-
October 31st, 2009, 01:53 PM
#1
Java IO problem
Hi i need help.. Im actually trying to read a file line by line from the input text file and then write word by word into the output text file. In case a word is found to match exactly an abbreviation name in the database object, this method will additionally output the full names. The max_linewidth arguement has to be at least 30, and translafeFile has to ensure that the number of characters including space in every line in the output text file does not exceed max_linewidth. Below is my code so far.. i have not been able to sovle the max_linewidth problem to print out properly.
txt file
Code:
The MOE has given out a total of 420 teaching scholarships and
awards, the highest number of scholarships and awards given out
since 2003.
MOE said that it has a bumper harvest this year because of the
strong interest in teaching among quality candidates.
Four candidates have been awarded the prestigious Overseas Merit
Scholarships for Teaching by the Public Service Commission,
while 17 others have been given the coveted Education Merit
Scholarship.
Code:
import java.io.*;
import java.util.StringTokenizer;
public class Translate{
private Data db;
public Translate(Database database){
this.database=database;
}
public int translateF(String ifilename,String filename,int max_lwidth){
int numAbbr=0;
try{
BufferedReader br =new BufferedReader(new FileReader(input_filename+".txt"));
PrintWriter pw =new PrintWriter(new BufferedWriter(new FileWriter(output_filename+".txt")));
String returnStr=processToken(br.readLine());
if(returnStr.length()-1<max_linewidth)
pw.write(returnStr.substring(0,returnStr.length()-1));
//test
System.out.println("check:"+returnStr.substring(returnStr.length()-1));
//writer.write();
br.close();
pw.close();
}
catch(FileNotFoundException e){
System.out.println("TOError: File not found! -"+input_filename);
System.exit(0);
}
catch(IOException e){
System.out.println(e.getMessage());
}
return -1;
}
public String processToken(String file){
StringTokenizer st=new StringTokenizer(file);
int count=0;
String str;//store token
String line="";
while(st.hasMoreTokens()){
str=st.nextToken();
line+= str+" ";
//loop for the total number of abbreviations
for(int i=0;i<database.getNumAbbreviations();i++){
//loop for total number of fullname in a abbreviation
for(int y=0;y<database.getAbbreviationByIndex(i).getNumFullNames();y++){
System.out.println(database.getAbbreviationByIndex(i).getAbbrName().trim());
if(database.getAbbreviationByIndex(i).getAbbrName().trim().equalsIgnoreCase(str.trim())){
line+= "("+database.getAbbreviationByIndex(i).getFullName(y)+") ";
count++;
}
}//end for
}//end for
}//end while
System.out.println(line);
if(count!=0){
return line+count;
}
else
return null;
}
}
Last edited by hugo84; November 3rd, 2009 at 12:24 AM.
-
October 31st, 2009, 02:17 PM
#2
Re: Java IO problem
Originally Posted by hugo84
Hi i need help.. i have not been able to sovle the max_linewidth problem to print out properly
So you want to know how to limit the output so it isn't greater than max_linewidth ?
Every time you have a word to print, get the current length of the line, add the length of the word, and if the result is greater than the max_linewidth, start a new line.

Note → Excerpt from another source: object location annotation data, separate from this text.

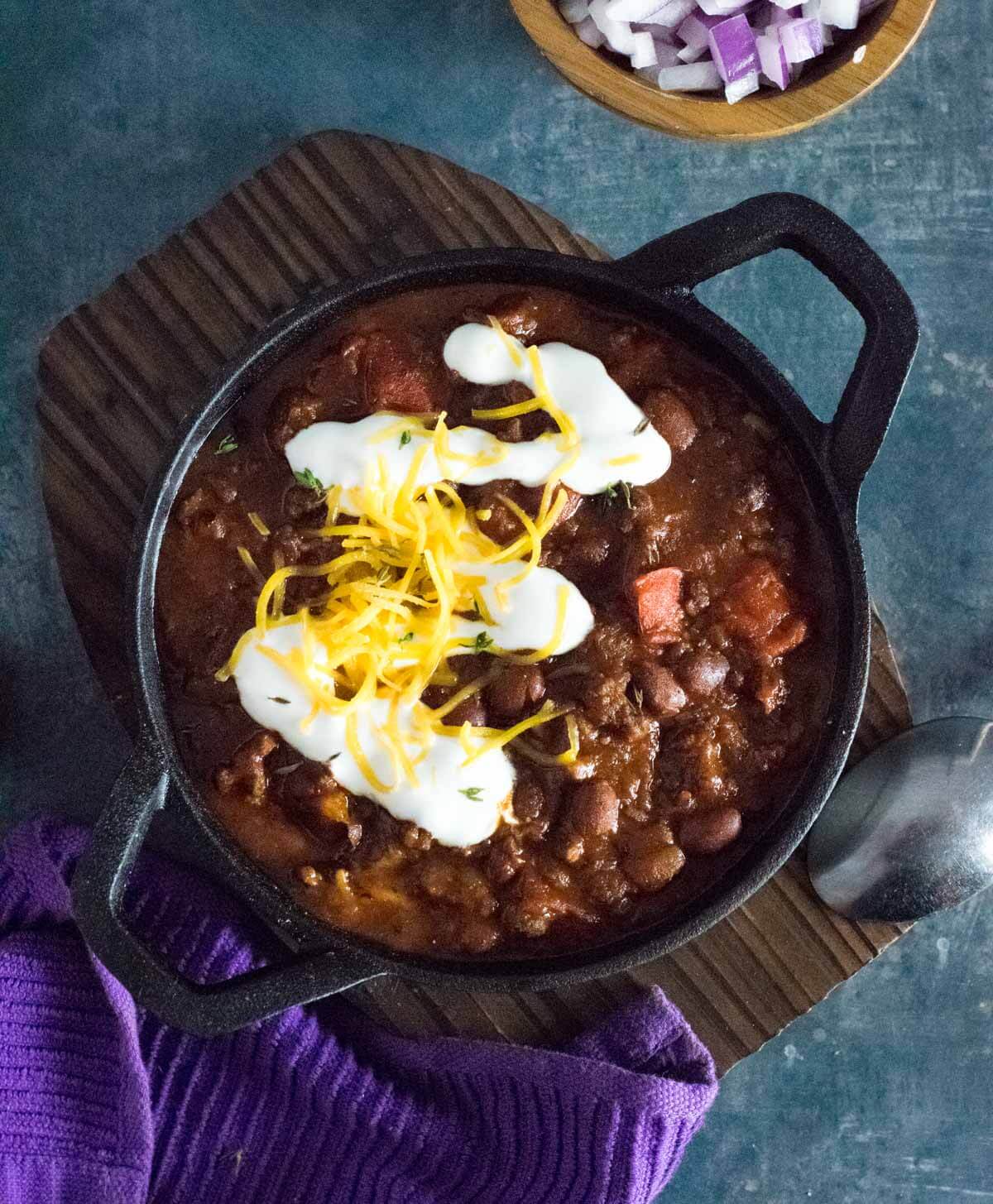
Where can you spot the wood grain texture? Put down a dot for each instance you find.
(828, 86)
(119, 373)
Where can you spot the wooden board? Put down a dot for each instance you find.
(828, 86)
(119, 373)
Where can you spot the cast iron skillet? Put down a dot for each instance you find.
(654, 283)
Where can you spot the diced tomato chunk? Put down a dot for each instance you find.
(759, 608)
(400, 377)
(656, 600)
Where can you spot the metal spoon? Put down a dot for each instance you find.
(910, 830)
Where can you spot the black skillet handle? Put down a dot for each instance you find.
(98, 890)
(688, 257)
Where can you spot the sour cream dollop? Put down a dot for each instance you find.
(616, 441)
(458, 797)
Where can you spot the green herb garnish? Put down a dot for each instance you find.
(309, 481)
(619, 489)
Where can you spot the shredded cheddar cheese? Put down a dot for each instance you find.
(408, 577)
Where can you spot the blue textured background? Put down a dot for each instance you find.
(122, 119)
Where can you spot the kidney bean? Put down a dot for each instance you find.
(595, 808)
(608, 886)
(660, 690)
(710, 831)
(247, 772)
(529, 801)
(703, 672)
(516, 688)
(471, 711)
(651, 868)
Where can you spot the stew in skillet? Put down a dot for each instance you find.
(492, 622)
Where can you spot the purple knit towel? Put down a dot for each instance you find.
(100, 1103)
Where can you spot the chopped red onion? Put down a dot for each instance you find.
(722, 7)
(590, 34)
(574, 10)
(772, 58)
(643, 50)
(616, 33)
(670, 13)
(706, 45)
(690, 77)
(732, 47)
(802, 39)
(841, 13)
(696, 29)
(743, 87)
(631, 10)
(669, 55)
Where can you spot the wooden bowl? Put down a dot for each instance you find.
(829, 84)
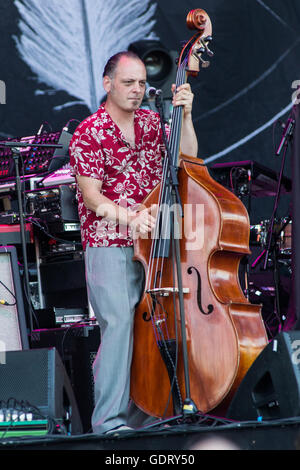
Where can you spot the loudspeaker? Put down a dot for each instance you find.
(77, 345)
(37, 378)
(271, 387)
(63, 282)
(13, 330)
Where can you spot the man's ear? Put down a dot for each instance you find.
(107, 83)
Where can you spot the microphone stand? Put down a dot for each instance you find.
(271, 243)
(189, 407)
(16, 153)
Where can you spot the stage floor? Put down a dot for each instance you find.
(161, 440)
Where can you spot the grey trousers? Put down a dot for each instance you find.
(114, 285)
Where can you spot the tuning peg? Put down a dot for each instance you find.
(204, 63)
(209, 52)
(200, 50)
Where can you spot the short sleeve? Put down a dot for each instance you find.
(86, 155)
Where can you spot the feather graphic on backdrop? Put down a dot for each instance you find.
(66, 44)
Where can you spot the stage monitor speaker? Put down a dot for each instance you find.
(13, 330)
(271, 387)
(37, 379)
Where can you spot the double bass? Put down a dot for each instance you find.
(195, 332)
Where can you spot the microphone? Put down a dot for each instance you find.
(288, 130)
(152, 92)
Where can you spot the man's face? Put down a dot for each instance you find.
(127, 87)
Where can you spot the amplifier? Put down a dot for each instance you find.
(77, 345)
(53, 204)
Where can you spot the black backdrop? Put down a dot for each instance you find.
(238, 100)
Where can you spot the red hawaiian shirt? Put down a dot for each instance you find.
(99, 150)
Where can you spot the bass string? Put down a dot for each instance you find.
(162, 227)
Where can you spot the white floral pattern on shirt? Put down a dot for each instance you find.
(99, 150)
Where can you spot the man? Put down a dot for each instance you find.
(116, 155)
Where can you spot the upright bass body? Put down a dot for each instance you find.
(224, 332)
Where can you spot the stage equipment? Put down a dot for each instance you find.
(191, 291)
(160, 64)
(13, 330)
(77, 345)
(57, 204)
(250, 178)
(35, 158)
(271, 387)
(62, 276)
(35, 381)
(295, 215)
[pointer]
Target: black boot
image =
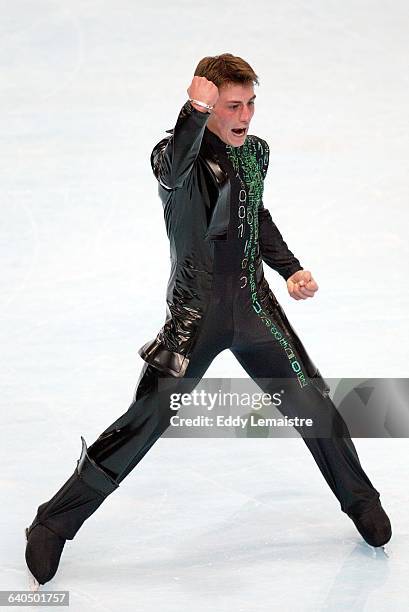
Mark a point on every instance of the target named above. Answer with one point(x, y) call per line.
point(374, 525)
point(61, 517)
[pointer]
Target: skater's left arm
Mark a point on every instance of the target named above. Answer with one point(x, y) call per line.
point(275, 252)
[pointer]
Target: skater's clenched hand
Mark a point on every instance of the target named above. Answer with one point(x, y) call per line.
point(301, 285)
point(203, 90)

Simples...
Time is an excellent teacher; but eventually it kills all its students...
Anon.
Please use [CODE]...your code here...[/CODE] tags when posting code. If you get an error, please post the full error message and stack trace, if present.
-
October 31st, 2009, 02:46 PM
#3
Re: Java IO problem
yah.. i did it here.. problem is it only prints the 1st line..which is whats shown below. It dosent print onto the file and also no matter what linewidth i set, it dosent compare. What could be the problem?
Output
The MOE (Ministry of Education) has given out a total of 420 teaching scholarships and
if(returnStr.length()-1<max_linewidth)
pw.write(returnStr.substring(0,returnStr.length()-1));
//test
System.out.println("check:"+returnStr.substring(returnStr.length()-1));
Last edited by hugo84; October 31st, 2009 at 02:53 PM.
-
October 31st, 2009, 07:09 PM
#4
Re: Java IO problem
Originally Posted by hugo84
What could be the problem?
Your code is probably wrong.
I can't say more because you haven't supplied any useful information. If you want help, why not make an effort to supply the necessary information? You didn't answer any questions I asked in my first post, and now you post a snippet of code with no context at all. Although you say "yah.. i did it here..", you haven't posted the relevant code.
Why do we never have time to do it right, but always have time to do it over?
Anon.
Please use [CODE]...your code here...[/CODE] tags when posting code. If you get an error, please post the full error message and stack trace, if present.
-
November 1st, 2009, 12:03 AM
#5
Re: Java IO problem
Originally Posted by dlorde
Your code is probably wrong.
I can't say more because you haven't supplied any useful information. If you want help, why not make an effort to supply the necessary information? You didn't answer any questions I asked in my first post, and now you post a snippet of code with no context at all. Although you say "yah.. i did it here..", you haven't posted the relevant code.
Why do we never have time to do it right, but always have time to do it over?
Anon.
So you want to know how to limit the output so it isn't greater than max_linewidth ? Yes
now you post a snippet of code with no context at all: I posted my whole line of code in the 1st post
-
November 1st, 2009, 01:11 PM
#6
Re: Java IO problem
Oops, my mistake. I'm sorry hugo84, it was late, and I confused your post with someone else's
I've had another look at the code and the task, and by way of apology, I'd like to suggest a more structured approach.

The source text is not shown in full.